URLSearchParams handles encoding correctly and is the preferred modern approach.

API documentation

When API docs show a raw URL with special characters, the actual request must use the encoded version. If the docs show:

GET /search?filter=type:image

Your request should be:

GET /search?filter=type%3Aimage

Because : has special meaning in some URL contexts.

Decoding a URL

If you receive an encoded URL and want to read it, the URL encoder/decoder decodes it instantly.

In JavaScript:

decodeURIComponent("bread%20%26%20butter") // "bread & butter"
decodeURI("https%3A%2F%2Fexample.com%2Fsearch") // Wrong  decodeURI doesn't decode these

In Python:

from urllib.parse import unquote
unquote("bread%20%26%20butter")  # "bread & butter"

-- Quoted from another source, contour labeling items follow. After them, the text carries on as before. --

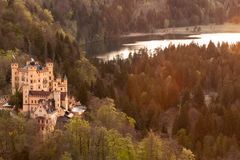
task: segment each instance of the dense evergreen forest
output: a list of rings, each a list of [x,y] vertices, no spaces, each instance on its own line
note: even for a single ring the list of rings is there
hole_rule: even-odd
[[[34,57],[52,60],[88,106],[44,140],[33,121],[1,111],[0,159],[240,159],[239,44],[142,49],[109,62],[79,48],[239,12],[238,0],[0,0],[0,95],[10,92],[10,63]]]
[[[95,94],[114,98],[142,133],[173,138],[197,159],[239,159],[240,44],[150,53],[95,61],[101,75]]]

What Happens If You Don't Encode

Browsers are forgiving they often encode URLs automatically when you type them in the address bar. But:

  • APIs built in code aren't automatically forgiving
  • Logs and server access records show literal characters, which can misparse
  • Some servers reject requests with unencoded special characters
  • Sharing URLs with special characters in messages often breaks the URL at those characters

Full Example

You're building a search URL where the query is C++ programming.

Without encoding: /search?q=C++ programming
With encoding:    /search?q=C%2B%2B%20programming

The + signs in C++ become %2B (literal plus in query strings can be ambiguous with the space shorthand). The space becomes %20.


The URL encoder/decoder handles encoding and decoding in both directions. For query string building in code, prefer encodeURIComponent() in JavaScript or urllib.parse.quote() in Python.